Suddenly they find themselves in the company of pumped-up students from Banning High School who went through a lockdown the previous day, after a 17-year-old boy was fatally shot in the head near their campus.
The 30 or so teenagers are decked out in tight punk-rock clothes that would fit comfortably in 1970s New York City: black T-shirts, black jeans, black sneakers. It's not just a fashion statement.
rockeros' clothing and music are "survival tactics," Molina says. "If you wear baggy clothes or listen to hip-hop," she explains, "someone may mistake you for a gang member, and you could get shot." Saving whales and green jobs isn't at the forefront of these kids' minds, but protecting their immediate safety is.
Joined by older activists and students from other parts of the South Bay, the rockeros march through their working-class neighborhood, holding up placards, chanting and thrusting their arms in the air. One girl with pink hair yells, "Our lungs are not for sale! Prop. 23 will fail!" The chant is spontaneous, and everyone joins in. "Our lungs are not for sale!

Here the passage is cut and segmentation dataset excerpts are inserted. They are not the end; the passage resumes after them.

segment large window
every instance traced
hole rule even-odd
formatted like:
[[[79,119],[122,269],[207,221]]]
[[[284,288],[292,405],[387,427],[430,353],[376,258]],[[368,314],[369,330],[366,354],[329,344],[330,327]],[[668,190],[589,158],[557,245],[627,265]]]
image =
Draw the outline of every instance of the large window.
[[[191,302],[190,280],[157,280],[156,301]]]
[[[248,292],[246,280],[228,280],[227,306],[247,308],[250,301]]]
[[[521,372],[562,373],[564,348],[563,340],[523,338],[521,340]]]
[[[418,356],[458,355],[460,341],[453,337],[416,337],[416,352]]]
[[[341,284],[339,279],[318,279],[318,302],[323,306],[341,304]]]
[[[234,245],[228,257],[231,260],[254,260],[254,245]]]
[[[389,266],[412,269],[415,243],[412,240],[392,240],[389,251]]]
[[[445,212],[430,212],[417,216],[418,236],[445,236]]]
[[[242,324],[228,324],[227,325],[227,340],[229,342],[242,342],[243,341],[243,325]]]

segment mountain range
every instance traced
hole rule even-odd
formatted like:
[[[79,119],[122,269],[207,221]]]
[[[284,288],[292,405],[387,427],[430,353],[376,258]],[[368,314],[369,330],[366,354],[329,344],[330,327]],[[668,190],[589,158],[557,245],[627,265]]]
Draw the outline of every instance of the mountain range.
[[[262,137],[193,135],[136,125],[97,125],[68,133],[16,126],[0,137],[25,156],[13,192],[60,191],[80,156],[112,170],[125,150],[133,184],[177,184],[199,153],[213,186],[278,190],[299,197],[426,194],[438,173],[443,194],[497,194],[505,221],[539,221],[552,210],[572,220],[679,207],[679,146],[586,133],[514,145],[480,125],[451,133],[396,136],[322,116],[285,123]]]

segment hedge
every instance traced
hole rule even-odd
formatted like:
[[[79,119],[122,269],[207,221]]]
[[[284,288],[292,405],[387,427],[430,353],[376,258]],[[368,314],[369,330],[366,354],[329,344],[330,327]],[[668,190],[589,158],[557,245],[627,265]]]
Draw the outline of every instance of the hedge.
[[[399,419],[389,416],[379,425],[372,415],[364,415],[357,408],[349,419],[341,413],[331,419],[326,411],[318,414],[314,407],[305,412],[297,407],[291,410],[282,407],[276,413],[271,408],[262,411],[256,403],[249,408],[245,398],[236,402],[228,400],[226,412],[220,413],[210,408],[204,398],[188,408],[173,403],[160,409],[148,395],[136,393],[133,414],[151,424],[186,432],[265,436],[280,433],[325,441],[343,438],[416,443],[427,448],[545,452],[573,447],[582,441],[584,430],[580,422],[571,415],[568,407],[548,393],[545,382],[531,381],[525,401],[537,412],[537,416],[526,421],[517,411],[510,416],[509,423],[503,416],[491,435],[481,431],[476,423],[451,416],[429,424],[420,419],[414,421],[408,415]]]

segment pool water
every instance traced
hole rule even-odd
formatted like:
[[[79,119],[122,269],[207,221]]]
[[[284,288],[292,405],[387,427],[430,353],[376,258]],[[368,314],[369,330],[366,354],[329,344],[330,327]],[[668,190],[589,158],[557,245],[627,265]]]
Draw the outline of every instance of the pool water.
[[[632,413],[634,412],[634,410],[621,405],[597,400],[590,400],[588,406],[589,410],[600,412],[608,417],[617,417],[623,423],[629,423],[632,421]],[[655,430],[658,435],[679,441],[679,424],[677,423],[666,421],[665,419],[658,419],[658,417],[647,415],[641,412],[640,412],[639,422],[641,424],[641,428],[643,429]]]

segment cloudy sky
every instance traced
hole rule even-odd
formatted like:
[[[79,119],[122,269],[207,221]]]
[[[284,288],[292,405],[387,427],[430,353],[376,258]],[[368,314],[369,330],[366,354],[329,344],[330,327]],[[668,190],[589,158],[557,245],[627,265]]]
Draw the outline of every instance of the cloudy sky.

Prop. 23 will fail!"
Minutes later, Elsner, who marches with them, is looking pleased. "They may not be able to vote," he says, grinning, "but they may be our next student leaders in a few years." If they end up in college, the rockeros might say that a "No on 23" march near some oil tanks in the fall of 2010 was the day they became part of the big, green brawn that beat down Big Oil.